Mr Obama also ordered the destruction of landmine stockpiles not made to defend South Korea. But the Trump administration has now scrapped that policy, stating that the president was "rebuilding" the US military.
"The Department of Defense has determined that restrictions imposed on American forces by the Obama administration's policy could place them at a severe disadvantage during a conflict against our adversaries," a White House statement said, adding: "The president is unwilling to accept this risk to our troops."
Mr Trump has given the all-clear for the use of "non-persistent" landmines that can be switched off remotely rather than remaining buried beneath the ground.
Why is Trump doing this?
US Defence Secretary Mark Esper said landmines were vital to its military.
"Landmines are an important tool that our forces need to have available to them in order to ensure mission success and in order to reduce risk to forces," he told a press conference.
"That said, in everything we do we also want to make sure that these instruments, in this case landmines, also take into account both the safety of employment and the safety to civilians and others after a conflict."
Rachel Stohl, an arms control expert at the Stimson Center think tank in Washington, called the decision "inexplicable".
"I have no idea if it's posturing or a reality that the US is claiming back the right to use landmines," she told the BBC. "It's inexplicable given all we know about these deadly weapons and the amount of money the United States has spent demining around the world," she added.
Ms Stohl said the decision put lives at risk and was another example of the Trump administration "defining its own rules and ignoring global standards of behaviour".

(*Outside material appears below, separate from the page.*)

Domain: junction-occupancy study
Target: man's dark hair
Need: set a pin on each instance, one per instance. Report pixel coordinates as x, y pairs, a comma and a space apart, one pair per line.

A risk to civilians despite technical wizardry?
While the Obama administration refused to join the global ban on anti-personnel landmines, it broadly sympathised with the aims of the 1997 Mine Ban Treaty.
Senior military commanders believed the effect of these weapons - denying an area to enemy advance - could be replicated by other weapons less dangerous to civilians once a conflict was over.

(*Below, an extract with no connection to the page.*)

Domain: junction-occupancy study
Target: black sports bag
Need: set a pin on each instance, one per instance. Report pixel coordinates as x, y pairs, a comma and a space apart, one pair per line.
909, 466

Now landmines will be more widely available to US commanders, the argument being that their absence leaves them at a disadvantage in relation to likely adversaries - perhaps a reference to the fact that neither Russia or China have banned or placed any restrictions on such weapons.
The use of antipersonnel landmines by US forces will only be in exceptional circumstances, says the Pentagon, and only "non-persistent types" - ie. versions that disarm themselves after a period, will be used. But campaigners will see this as striking at the international norm outlawing these weapons, and will argue that for all the technical wizardry many mines may still fail, remaining live and risking injury to innocent civilians.

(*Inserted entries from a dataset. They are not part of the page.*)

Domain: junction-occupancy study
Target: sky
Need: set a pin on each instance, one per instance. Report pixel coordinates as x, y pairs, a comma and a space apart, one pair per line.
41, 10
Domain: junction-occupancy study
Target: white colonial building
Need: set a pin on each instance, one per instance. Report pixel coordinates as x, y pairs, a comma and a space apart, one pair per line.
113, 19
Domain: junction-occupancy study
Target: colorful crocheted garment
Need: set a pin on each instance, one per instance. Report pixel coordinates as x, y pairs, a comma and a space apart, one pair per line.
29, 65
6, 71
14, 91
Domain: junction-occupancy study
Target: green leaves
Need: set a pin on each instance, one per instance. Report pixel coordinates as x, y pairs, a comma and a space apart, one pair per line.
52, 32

How destructive are landmines?
The use of anti-personnel landmines has been banned by 164 countries, and yet they're still being used in conflicts around the world. There are an estimated 110 million anti-personnel mines still in the ground with more being laid every year.
In 2017, more than 7,000 casualties were caused by mines and other explosive remnants of war, including nearly 2,800 deaths, according to the Landmine Monitor.
More than 120,000 people were killed or injured by landmines between 1999-2017, according to the same group. Nearly half the victims are children, with 84% being boys. Civilians make up 87% of casualties.
The true number is almost certainly higher due to cases going unreported.